About Us
Meet the Women behind Amalfi Coast’s Best Travel Tours for Women and small groups
Positano bites deep. It is a dream place that isn’t quite real when you are there and becomes beckoningly real after you have gone.
— John Steinbeck*
These words by John Steinbeck, written back in 1953, could not be truer for me. I’m Victoria Harper, founder of In Splendid Company, and from the very moment I saw Positano emerge in the distance as we rounded one of the many dizzying bends that make up the Amalfi Coast drive, I knew I had found the place I had been looking for all of my life. It was a bleak January day, not the picture-postcard view one sees in travel magazines. But all the same, there it was before me, and I instantly knew every nook and cranny of this enchanting place would be mine to explore for many years to come! Leading group travel tours for women to this enchanting area has given me the opportunity to make the Amalfi Coast my home away from home
Positano isn’t just about the enchantment of the sea, mountains, and sun in the land that the mythical sirens called home. It is also a very real place to the people who live and work here, many of whom have become wonderful friends to me. Their colorful stories are what truly give Positano its beauty and charm. To come here on a day-trip and gaze at the famous views before moving on to another town isn’t truly seeing Positano. To linger here, as our group tours do, to become part of the landscape, listen to roosters crow as the sun rises, watch the ships come and go with their passengers or the catch of the day, cheer on the impromptu soccer games in the afternoon when the schoolchildren come home, and then gaze in wonder as the moon rises over the mountain and illuminates the impossibly blue Mediterranean Sea—this is the true Positano experience.
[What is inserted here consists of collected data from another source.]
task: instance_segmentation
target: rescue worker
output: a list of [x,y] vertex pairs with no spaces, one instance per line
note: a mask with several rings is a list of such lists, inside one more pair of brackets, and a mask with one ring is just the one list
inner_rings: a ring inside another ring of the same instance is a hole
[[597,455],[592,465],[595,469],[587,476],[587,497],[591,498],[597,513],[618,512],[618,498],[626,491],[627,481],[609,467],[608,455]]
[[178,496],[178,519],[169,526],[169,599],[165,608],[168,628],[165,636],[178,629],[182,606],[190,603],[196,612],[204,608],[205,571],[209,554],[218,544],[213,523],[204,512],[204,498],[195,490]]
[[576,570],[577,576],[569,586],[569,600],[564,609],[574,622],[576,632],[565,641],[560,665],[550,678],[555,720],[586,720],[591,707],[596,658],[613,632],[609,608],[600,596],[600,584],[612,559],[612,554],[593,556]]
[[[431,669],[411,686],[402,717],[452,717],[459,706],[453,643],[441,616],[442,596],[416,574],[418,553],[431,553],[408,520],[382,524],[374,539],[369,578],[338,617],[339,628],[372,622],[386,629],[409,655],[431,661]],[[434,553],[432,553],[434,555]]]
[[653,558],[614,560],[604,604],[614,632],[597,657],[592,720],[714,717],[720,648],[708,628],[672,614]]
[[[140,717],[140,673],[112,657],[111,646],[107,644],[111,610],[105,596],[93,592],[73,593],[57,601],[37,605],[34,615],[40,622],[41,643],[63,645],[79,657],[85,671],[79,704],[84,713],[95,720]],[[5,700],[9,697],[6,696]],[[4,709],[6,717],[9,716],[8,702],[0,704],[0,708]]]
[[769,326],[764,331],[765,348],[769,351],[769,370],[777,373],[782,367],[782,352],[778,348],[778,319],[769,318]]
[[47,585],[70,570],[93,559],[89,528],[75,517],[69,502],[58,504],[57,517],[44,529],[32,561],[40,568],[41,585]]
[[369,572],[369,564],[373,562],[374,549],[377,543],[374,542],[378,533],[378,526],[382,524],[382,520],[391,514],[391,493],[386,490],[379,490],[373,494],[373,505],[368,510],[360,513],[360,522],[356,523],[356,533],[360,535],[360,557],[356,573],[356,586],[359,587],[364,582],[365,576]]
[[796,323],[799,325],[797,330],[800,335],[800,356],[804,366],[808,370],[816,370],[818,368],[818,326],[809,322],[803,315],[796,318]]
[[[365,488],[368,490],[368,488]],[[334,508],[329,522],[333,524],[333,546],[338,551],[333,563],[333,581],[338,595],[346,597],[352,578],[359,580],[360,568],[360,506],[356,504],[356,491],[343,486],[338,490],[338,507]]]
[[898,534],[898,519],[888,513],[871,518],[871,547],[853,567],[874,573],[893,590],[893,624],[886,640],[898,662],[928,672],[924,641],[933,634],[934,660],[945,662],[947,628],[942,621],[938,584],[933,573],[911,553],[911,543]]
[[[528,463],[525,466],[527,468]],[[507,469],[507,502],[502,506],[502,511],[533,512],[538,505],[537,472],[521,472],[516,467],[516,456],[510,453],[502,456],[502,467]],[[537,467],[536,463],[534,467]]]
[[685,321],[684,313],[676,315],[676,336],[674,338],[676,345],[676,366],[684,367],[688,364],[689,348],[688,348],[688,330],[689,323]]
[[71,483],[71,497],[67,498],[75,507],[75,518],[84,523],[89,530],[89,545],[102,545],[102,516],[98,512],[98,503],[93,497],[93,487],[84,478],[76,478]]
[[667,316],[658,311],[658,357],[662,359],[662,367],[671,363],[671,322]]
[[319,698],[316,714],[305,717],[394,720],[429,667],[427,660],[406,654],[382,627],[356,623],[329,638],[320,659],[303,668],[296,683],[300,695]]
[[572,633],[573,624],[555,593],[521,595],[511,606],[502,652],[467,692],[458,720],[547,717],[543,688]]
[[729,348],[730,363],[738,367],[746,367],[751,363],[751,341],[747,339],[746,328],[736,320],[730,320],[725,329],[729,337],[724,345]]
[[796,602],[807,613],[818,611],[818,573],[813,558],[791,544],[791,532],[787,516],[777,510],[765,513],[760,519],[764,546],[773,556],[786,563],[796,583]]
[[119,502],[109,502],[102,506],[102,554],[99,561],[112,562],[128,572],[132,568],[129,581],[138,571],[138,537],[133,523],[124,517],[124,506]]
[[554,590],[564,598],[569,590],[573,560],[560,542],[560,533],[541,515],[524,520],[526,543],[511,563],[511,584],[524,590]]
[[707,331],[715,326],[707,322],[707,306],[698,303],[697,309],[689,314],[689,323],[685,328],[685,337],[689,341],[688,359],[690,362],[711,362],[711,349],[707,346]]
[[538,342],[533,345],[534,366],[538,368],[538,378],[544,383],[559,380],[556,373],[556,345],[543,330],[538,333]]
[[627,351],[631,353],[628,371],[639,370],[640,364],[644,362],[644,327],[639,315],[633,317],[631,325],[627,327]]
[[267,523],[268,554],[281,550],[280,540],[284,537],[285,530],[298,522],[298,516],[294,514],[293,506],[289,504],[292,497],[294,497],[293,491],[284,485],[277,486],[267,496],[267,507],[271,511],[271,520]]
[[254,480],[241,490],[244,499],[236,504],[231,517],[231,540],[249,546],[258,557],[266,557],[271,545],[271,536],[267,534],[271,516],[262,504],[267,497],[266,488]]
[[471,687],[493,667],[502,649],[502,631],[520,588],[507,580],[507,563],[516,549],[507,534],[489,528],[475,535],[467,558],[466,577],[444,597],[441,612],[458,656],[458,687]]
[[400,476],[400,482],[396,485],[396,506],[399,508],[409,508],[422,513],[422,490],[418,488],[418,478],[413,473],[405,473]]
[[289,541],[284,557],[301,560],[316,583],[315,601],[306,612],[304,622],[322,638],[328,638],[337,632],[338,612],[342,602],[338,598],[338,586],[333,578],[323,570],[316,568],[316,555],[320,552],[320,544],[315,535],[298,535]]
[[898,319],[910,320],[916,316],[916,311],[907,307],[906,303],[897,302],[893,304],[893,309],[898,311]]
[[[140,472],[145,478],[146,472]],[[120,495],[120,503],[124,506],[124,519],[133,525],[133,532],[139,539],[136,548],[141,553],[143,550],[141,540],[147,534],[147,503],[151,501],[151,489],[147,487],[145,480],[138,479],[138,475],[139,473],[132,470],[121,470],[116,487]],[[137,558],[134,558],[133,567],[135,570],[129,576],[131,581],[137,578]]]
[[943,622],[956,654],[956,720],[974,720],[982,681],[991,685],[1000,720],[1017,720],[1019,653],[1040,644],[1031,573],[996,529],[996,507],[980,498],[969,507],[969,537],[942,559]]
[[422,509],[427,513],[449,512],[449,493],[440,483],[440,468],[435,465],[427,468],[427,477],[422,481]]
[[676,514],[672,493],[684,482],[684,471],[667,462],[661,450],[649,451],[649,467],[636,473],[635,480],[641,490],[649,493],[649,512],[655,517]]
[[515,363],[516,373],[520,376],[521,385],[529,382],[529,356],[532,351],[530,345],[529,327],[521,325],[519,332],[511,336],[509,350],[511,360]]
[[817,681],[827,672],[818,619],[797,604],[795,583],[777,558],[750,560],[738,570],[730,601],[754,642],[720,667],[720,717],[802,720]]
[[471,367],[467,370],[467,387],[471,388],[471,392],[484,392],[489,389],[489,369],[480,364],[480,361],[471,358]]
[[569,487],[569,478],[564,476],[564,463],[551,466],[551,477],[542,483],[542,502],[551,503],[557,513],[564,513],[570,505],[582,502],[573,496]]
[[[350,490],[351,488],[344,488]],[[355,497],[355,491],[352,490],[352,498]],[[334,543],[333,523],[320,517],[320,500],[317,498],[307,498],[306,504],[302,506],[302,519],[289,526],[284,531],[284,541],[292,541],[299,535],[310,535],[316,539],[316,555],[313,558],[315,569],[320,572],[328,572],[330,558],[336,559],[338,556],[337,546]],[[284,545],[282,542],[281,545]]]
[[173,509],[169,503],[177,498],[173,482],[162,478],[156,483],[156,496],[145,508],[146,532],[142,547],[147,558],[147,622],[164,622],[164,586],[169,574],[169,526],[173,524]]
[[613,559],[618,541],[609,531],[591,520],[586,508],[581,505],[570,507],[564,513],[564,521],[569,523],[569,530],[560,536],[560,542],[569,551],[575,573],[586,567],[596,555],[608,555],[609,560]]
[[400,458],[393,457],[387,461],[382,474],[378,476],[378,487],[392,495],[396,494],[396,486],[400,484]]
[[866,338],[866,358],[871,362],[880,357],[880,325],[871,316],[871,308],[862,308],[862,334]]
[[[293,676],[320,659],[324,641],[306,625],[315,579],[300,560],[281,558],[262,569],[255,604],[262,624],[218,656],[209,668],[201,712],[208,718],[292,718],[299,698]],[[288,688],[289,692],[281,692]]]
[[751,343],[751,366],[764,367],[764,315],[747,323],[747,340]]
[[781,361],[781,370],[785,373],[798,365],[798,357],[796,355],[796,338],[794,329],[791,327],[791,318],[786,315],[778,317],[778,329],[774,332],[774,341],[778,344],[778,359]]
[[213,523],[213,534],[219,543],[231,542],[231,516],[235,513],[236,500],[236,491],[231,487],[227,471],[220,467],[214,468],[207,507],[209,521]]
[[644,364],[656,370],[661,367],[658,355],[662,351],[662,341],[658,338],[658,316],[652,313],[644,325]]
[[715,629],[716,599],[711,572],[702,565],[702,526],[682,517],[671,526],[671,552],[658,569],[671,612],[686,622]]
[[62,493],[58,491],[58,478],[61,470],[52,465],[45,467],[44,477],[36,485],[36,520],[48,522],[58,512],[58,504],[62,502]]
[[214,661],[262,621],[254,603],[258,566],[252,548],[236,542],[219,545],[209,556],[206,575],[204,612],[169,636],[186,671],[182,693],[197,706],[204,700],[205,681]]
Come with me on one of our travel tours for women, and experience what La Dolce Vita truly means!
*To read Steinbeck’s full essay on Positano, click here:
Victoria Harper
Company Founder and Tour Leader
“Its houses climb a hill so steep if would be a cliff except that stairs are cut in it. I believe that whereas most house foundations are vertical, in Positano they are horizontal. The small curving bay of unbelievably blue and green water laps gently on a beach of small pebbles. There is only one narrow street and it does not come down to the water. Everything else is stairs, some of them as steep as ladders. You do not walk to visit a friend, you either climb or slide.”